Deshalb tun sich die so viel gescholtene chinesische Regierung (wie auch die anderen asiatischen Regierungen allgemein) auch leichter bei der Akzeptanz der eigenen Bevölkerung zu den gegenwärtigen Maßnahmen, weil sie nicht nur eine erfolgreiche sozialistische Revolution aufweisen, sondern darüber hinaus auch auf eine Jahrtausende alte konfuzianische Tradition aufbauen kann (wobei sie letzteres sicher nicht so gerne hören möchte), die eben die Bedeutung der Harmonie der Gesamtgesellschaft in den Vordergrund stellt. Der Begriff der Freiheit wird dort komplett anders definiert als in Ländern mit europäischer Denktradition. Das ist eine feststehende Tatsache, die im eurozentristischen Denken oft vergessen wird, mag man dies nun positiv bewerten oder nicht.
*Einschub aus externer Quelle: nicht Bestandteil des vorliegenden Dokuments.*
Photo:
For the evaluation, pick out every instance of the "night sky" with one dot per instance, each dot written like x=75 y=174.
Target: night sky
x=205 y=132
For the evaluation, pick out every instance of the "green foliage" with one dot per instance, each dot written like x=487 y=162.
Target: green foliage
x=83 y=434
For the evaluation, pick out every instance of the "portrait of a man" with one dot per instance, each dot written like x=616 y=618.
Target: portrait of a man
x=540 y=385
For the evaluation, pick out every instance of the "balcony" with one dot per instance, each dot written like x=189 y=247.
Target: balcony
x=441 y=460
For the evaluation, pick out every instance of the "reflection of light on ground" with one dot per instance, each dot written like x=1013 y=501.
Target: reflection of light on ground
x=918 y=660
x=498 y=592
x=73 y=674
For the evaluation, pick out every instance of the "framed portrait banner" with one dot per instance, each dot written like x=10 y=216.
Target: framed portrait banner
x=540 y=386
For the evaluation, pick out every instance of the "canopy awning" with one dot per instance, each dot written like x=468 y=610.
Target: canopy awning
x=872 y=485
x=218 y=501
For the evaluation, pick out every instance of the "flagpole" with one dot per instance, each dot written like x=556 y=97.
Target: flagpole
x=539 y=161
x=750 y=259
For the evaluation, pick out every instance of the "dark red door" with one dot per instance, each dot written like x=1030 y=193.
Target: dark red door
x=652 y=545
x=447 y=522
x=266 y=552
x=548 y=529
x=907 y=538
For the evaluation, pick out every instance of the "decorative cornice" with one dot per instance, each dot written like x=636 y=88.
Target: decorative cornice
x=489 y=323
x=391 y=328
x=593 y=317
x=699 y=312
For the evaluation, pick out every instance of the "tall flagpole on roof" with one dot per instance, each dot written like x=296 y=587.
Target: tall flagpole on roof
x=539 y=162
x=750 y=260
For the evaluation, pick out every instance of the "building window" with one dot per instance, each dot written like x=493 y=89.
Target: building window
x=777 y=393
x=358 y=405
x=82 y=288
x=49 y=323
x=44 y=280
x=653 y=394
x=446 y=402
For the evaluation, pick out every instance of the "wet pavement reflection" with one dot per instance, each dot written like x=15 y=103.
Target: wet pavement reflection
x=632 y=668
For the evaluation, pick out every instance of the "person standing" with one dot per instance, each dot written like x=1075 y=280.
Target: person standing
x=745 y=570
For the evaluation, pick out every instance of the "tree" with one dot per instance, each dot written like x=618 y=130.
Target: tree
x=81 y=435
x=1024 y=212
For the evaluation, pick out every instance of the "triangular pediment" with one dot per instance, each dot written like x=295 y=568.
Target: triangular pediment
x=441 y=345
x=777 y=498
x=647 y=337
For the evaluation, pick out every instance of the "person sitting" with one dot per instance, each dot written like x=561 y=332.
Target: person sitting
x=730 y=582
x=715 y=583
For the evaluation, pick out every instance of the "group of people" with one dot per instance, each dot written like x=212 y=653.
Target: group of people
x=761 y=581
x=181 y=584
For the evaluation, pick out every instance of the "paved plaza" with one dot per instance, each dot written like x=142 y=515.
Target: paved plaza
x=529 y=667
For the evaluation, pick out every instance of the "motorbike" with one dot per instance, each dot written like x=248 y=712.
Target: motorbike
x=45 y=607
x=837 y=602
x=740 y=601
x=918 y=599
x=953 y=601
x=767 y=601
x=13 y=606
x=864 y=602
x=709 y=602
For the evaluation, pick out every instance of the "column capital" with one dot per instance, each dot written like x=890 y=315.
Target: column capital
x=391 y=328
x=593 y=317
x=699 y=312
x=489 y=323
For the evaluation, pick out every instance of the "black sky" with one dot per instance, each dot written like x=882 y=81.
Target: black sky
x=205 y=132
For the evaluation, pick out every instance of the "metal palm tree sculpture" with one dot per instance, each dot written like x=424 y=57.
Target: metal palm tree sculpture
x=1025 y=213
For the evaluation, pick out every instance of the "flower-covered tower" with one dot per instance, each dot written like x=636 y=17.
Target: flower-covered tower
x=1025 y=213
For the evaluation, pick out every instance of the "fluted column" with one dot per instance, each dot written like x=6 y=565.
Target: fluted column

Aber auch hierzulande tragen die meisten Menschen die einschränkenden Verordnungen zum allergrößten Teil mit. Ist es der deutsche Kadavergehorsam, den Manche zu wittern meinen oder die Vernunft, die angesichts der gegenwärtigen Situation keine gangbare Alternative möglich erscheinen lässt. Alle Regierungen, so unterschiedlich sie sich auch sonst gebärden, treffen in der derzeitigen Situation ähnliche Vorkehrungen. Freiheitseinschränkende Maßnahmen wie Reisebeschränkungen, Grenzschließungen, Quarantäne und Kontaktverbote sind rund um den Globus, mit diversen Variationen, überall gleichermaßen erlassen worden.

Freiheitsliebende Menschen werden dadurch auf eine harte Probe gestellt. Scheinbar gibt es dazu keine vernünftigen Alternativen. Wie so oft regiert das „Reich der Notwendigkeit“ über das „Reich der Freiheit“, „stirbt Freiheit durch Sicherheit“.

In diesem Fall – in diesem speziellen Fall (!) – scheint es tatsächlich notwendig, um der Sicherheit (Gesundheit) willen die Freiheit einzuschränken. Wer könnte jetzt eine wirkliche, verantwortungsvolle, andere Vorgehensweise vorschlagen. In diesem Fall (!) hat niemand eine andere Lösung parat als die von den wissenschaftlichen ExpertInnen vorgeschlagene. Diese sehen derzeit nicht im Ruf um irgendwelcher Ränkeschmiede willen Panik zu schüren (wobei das RKI, als Staatsinstitut mit Vorsicht zu genießen ist), sondern werden von den allermeisten gesellschaftlichen Gruppen als meinungsführend anerkannt. Von Links bis Rechts, von ein paar VerschwörungstheoretikerInnen, und natürlich Vera Lengsfeld, abgesehen, befolgen alle, wenn auch in Einzelmaßnahmen kritisch begleitet, die von den MedizinerInnen gegebenen Ratschläge. Auch wenn immer offensichtlicher wird, dass vor allem die ArbeiterInnen und Kleingewerbetreibenden den Einschränkungen unterworfen werden, um die Kapitalverwertung großer Konzerne zu schützen.

So richtig viele der durchgeführten Maßnahmen in diesem Fall auch sein mögen, Misstrauen gegen den Staat ist notwendig. Auch wenn zum aktuellen Stand der gesundheitlichen Krise kein großer Handlungsspielraum zu bestehen scheint. (Selbst die KapitalistInnen haben die Produktion und Konsumtion so runter gefahren, dass sie praktisch fast zum Stillstand kam und das machen „die“ nicht aus Jux und Tollerei.) Wir dürfen nicht einfach der Versuchung erliegen, dem Ruf nach „bürgerlichen Freiheiten“ zu erliegen. Das was der bürgerliche Mainstream unter „Freiheit“ versteht, kann durchaus gemeingefährliche Auswüchse annehmen, wie eingangs gezeigt wurde. Deshalb kann es im Gegenteil notwendig werden, auf die Einhaltung der Beschränkungen hinsichtlich der Produktion zu bestehen, um die Sicherheit der Gesundheit der ArbeiterInnenklasse nicht zu gefährden. Der Klassenkampf zieht sich durch alle Fragen.

Nach der medizinischen Krise jedoch wird sich zeigen, wer die Suppe ökonomisch auslöffeln muss (nicht schwer zu erraten).

Dann beginnt nämlich erst die eigentliche Krise. Nach der gesundheitlichen Krise könnte mit zunehmender Zeitdauer eine ernstzunehmende Produktionskrise entstehen, die anders als die vergangenen Finanzkrisen, die Realwirtschaft direkt mit voller Wucht treffen wird.

Die Folgen einer Produktionskrise sind für die Bevölkerung in der Regel nach ziemlich kurzer Zeit direkt durch Verknappung der Waren zu spüren.

Die Auswirkungen der Produktionskrise und der nachfolgenden Finanzkrise werden uns je nachdem wie sie sich entwickeln noch die nächsten Jahre beschäftigen. Unter dem Gesichtspunkt wird weniger vom Reich der Freiheit als mehr von Reich der Notwendigkeit die Rede sein.